= Sue Jinks-Robertson =

American professor of genetics and microbiology

Sue Jinks-Robertson is an American professor of genetics and microbiology. She is currently a professor in the Department of Molecular Genetics and Microbiology at the Duke University School of Medicine. In May 2019, she was elected to the National Academy of Sciences. She has published over 100 scientific articles in peer-reviewed journals.

== Education and academic appointments ==
Jinks-Robertson grew up in the Florida panhandle. She graduated from Agnes Scott College in Decatur, Georgia in 1977. In 1983, she obtained a Ph.D. in Genetics from the University of Wisconsin-Madison, where she studied ribosome biosynthesis in E. coli with Masayasu Nomura.
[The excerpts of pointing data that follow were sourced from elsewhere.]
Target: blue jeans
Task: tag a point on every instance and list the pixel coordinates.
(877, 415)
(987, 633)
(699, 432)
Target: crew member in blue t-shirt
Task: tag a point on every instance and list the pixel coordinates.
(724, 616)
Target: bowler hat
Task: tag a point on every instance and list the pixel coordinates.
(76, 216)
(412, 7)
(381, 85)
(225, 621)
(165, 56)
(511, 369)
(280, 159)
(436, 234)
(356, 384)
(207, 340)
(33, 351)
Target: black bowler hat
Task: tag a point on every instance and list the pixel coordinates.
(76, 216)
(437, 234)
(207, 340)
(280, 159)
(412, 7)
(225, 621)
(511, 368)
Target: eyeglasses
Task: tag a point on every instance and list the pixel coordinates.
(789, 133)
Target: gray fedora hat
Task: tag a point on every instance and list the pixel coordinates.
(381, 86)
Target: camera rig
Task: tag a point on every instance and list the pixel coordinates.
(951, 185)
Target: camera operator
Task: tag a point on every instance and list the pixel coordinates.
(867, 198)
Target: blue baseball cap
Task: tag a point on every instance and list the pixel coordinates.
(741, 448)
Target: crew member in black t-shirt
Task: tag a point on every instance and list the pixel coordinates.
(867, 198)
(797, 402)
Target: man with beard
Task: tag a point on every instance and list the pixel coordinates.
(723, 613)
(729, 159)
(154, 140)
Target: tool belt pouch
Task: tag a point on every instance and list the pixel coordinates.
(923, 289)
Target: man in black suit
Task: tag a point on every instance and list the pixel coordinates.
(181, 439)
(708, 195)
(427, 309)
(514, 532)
She was a postdoctoral researcher with Tom Petes at the University of Chicago. From 1986 to 2006 she was a faculty member in the Biology Department at Emory University. In 2006, she moved to Duke University.

== Research ==
Jinks-Robertson studies topics in DNA repair, homologous recombination, and transcription-associated mutagenesis, using the yeast Saccharomyces cerevisiae as a model organism.

== Major awards and honors ==
Jinks-Robertson was elected as a Fellow of the American Academy of Microbiology in 2010, and of the American Association for the Advancement of Science in 2011. She was elected to the National Academy of Sciences in 2019.

== Academic service ==
Jinks-Robertson was Treasurer of the Genetics Society of America from 2014–2016. She is currently an Associate Editor for the journal DNA Repair. She is also a member of the Editorial Board of PLoS Genetics.